Post, Entry or Article?
This is a guest post by Eric Cummings. If you want to write for Daily Writing Tips check the guidelines here.
My co-blogger and I have come across an interesting usage problem. We don’t know what to call what we write.
It feels strange to refer to blog posts as “articles.” “Articles” sounds official, proper and very old media. “Posts” is the more common word, but it demeans the quality of the writing. I wonder:
How is guest posting for another blog any different than writing an article for a magazine or newspaper?
What if that article I wrote shows up online? Is it now a post?
Where do Slate, Politico and other “e-zines” fit in to all of this?
If someone writes a personal online journal, wouldn’t the word “entry” be more appropriate?
With these questions swirling through my head, I want to pin down exactly what these words mean.
Article
Article, according to the Oxford English Dictionary, comes from the Latin word for joint, articulus. The word’s meaning was expanded to mean something that is part of a larger whole, specifically in writing. Originally, articles were sub-clauses in a document, as in “articles of faith,” “articles of war” or more famously, the Articles of the Constitution.
For our purposes, the word article gained its more modern definition in the early 1700′s:
“Article: a literary composition forming materially part of a journal, magazine, or other collection, but treating a specific topic distinctly and independently.”

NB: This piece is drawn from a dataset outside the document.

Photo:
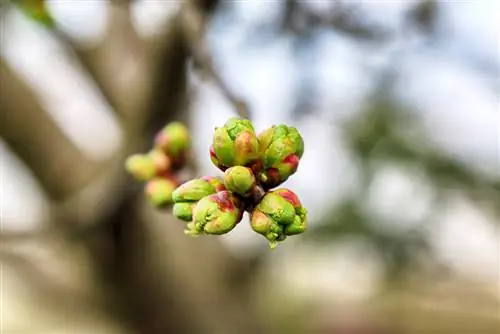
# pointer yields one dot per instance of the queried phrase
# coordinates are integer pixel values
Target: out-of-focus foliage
(36, 10)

What is important here is that an article refers to a piece of writing distinct from the journal, magazine or collection of writing it is a part of. I certainly think this would apply to entries on a blog or pieces on a website. Each post is distinct from the larger blog it is a part of. Of course, certain blogs, like online novels, would not fit this definition.
Post
The original definition of the word “post” was “a stick in the ground.” In the 1800′s, this definition morphed to include notices on those posts. According to the Oxford English Dictionary,
Post: to affix (a paper) to a public place”
The true technological origin of the word came shortly after the birth of the Internet, when forums and Usenet boards appropriated the word “post.” Early Internet users “posted” messages to one another, and the message itself became a “post.” As blogs and blogging became popular, the entries on blogs became “blog posts,” or “posts” for short.
Entry
According to the Oxford English Dictionary,
Entry: an item in a list or an account book.”
And of course this includes entries in a journal. Since a lot of early weblogs were journals, the term “entry” was very common.
So, what should you call it?
Well, I still don’t know.
For me, unless I’m writing a personal journal or a travel blog, I wouldn’t use the word “entry.” It has a very informal tone.
As for the “article” vs “post” debate, like a lot of usage, it comes down to preference. I think an article is something that goes on a larger website, likePolitico, Pitchfork or Slate. A piece of writing on a website with a front page with multiple links–or content not displayed in reverse chronological order–I would call an article. A “post” is a piece of writing on a blog, for example, DailyBlogTips.
The line is blurry. What do you think? What do you prefer to call what you write when you blog?